SpaceX telah melampaui tonggak penting dalam proyek Starlink-nya, dengan mengerahkan satelit aktifnya yang ke-10.000 ke orbit rendah Bumi pada hari Selasa, 17 Maret. Pencapaian ini menandai hampir tujuh tahun ekspansi pesat konstelasi broadband ambisius perusahaan, yang dirancang untuk menghadirkan akses internet berkecepatan tinggi secara global.
Dual Meluncurkan Konstelasi Guling
Tonggak sejarah ini dicapai melalui dua peluncuran Falcon 9 yang terpisah. Yang pertama, berasal dari Pangkalan Angkatan Luar Angkasa Vandenberg di California, membawa 25 satelit, termasuk unit operasional ke-10.000. Tak lama setelah itu, peluncuran kedua dari Stasiun Luar Angkasa Cape Canaveral di Florida menambahkan 29 satelit lagi ke dalam jaringan.
Tingkat Penerapan dan Pengurangan
Saat ini, jumlah satelit Starlink yang diluncurkan mencapai 10,049, dengan 10 unit tidak beroperasi. Menurut pelacak satelit Jonathan McDowell, lebih dari 1.509 satelit telah dinonaktifkan sejak Mei 2019, memasuki kembali atmosfer bumi dan terbakar saat turun. Tingkat gesekan ini umum terjadi pada penempatan orbit Bumi yang rendah, di mana hambatan atmosfer dan faktor-faktor lain berkontribusi terhadap peluruhan satelit dari waktu ke waktu.
Booster Reuse Menyoroti Efisiensi
Kedua peluncuran tersebut menampilkan booster Falcon 9 yang dapat digunakan kembali, yang menunjukkan pendekatan SpaceX yang hemat biaya. Booster pertama (Booster 1088) menyelesaikan penerbangannya yang ke-14, mendarat di kapal drone Tentu Saja Aku Masih Mencintaimu di Samudra Pasifik.
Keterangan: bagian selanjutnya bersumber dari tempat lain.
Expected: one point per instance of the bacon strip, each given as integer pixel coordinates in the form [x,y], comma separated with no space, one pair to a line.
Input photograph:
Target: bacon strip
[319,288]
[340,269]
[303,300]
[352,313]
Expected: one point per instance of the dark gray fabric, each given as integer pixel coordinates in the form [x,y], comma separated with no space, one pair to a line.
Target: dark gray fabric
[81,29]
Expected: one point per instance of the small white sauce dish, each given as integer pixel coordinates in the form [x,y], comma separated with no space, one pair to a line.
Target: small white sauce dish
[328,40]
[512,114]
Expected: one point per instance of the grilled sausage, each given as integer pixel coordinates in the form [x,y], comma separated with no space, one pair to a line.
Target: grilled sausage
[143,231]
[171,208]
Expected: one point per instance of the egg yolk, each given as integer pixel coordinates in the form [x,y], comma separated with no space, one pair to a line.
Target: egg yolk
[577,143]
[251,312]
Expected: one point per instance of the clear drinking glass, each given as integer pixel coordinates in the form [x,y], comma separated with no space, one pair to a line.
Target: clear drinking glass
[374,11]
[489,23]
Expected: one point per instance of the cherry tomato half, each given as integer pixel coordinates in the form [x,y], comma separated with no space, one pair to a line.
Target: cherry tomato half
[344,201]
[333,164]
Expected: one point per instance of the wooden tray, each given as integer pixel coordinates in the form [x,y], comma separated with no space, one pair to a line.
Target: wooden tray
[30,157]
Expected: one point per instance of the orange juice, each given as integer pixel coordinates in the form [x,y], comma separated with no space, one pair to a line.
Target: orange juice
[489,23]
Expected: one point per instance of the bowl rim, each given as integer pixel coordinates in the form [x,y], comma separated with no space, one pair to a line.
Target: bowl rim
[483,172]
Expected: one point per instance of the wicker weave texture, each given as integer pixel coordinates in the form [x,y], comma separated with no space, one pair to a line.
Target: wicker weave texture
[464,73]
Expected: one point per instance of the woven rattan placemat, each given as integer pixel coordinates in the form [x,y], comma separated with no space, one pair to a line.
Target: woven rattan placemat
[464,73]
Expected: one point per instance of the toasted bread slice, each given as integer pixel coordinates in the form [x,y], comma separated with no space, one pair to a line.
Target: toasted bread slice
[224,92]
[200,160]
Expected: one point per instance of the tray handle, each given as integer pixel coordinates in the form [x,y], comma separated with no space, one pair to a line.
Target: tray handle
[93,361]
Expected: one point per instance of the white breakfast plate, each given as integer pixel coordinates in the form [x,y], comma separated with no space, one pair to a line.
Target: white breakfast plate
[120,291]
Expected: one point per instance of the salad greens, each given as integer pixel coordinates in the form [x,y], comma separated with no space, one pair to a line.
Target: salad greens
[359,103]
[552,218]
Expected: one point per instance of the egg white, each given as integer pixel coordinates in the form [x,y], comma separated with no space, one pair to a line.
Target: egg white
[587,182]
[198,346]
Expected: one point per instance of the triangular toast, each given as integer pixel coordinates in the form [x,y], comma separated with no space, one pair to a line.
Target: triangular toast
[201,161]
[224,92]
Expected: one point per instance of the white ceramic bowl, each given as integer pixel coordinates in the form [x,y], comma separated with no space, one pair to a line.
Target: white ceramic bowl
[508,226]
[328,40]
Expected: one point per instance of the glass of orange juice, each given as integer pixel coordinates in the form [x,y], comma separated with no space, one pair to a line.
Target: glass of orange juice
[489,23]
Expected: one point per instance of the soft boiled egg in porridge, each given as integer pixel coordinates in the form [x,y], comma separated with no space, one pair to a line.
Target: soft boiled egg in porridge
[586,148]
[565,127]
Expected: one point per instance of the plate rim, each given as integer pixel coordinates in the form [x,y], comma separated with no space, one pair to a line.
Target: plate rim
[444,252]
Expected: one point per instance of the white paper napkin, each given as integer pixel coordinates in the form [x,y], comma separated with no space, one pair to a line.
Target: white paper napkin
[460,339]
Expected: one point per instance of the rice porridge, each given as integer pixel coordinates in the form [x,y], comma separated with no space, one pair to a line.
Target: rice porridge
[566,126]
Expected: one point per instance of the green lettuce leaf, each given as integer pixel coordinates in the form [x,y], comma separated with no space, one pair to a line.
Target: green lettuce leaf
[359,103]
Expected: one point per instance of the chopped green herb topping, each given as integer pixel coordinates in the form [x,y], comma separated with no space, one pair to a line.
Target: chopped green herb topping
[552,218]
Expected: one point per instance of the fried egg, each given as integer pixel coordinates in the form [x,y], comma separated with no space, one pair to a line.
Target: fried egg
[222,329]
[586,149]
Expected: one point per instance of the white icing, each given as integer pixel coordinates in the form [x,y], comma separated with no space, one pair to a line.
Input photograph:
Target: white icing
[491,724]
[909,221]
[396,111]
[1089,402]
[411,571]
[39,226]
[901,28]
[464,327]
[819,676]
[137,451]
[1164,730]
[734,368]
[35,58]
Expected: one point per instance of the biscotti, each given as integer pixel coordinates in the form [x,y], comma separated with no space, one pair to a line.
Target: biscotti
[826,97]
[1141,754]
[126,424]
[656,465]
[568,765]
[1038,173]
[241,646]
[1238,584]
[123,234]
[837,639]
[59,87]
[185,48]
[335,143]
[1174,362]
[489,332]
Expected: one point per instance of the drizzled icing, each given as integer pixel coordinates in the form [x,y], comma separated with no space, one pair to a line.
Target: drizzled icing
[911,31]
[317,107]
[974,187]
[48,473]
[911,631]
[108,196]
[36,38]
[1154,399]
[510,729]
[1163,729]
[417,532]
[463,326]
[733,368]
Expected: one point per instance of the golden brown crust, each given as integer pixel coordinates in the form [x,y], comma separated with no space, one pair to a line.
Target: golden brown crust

Booster kedua (Booster 1090) berhasil melakukan pendaratan ke-11 di A Shortfall of Gravitas di Atlantik.
Ekspansi Pesat Berlanjut
Peluncuran Cape Canaveral adalah misi Falcon 9 ke-34 SpaceX tahun ini dan misi ke-378 yang didedikasikan untuk menyebarkan satelit Starlink. Kecepatan peluncuran yang berkelanjutan ini menggarisbawahi komitmen SpaceX untuk memperluas jaringan Starlink, meskipun banyaknya satelit menimbulkan kekhawatiran tentang polusi cahaya bagi para astronom dan meningkatnya puing-puing orbit.
Penyebaran satelit Starlink yang cepat oleh SpaceX mengubah infrastruktur luar angkasa, namun juga memerlukan pertimbangan yang cermat terhadap keberlanjutan jangka panjang dan dampak lingkungan.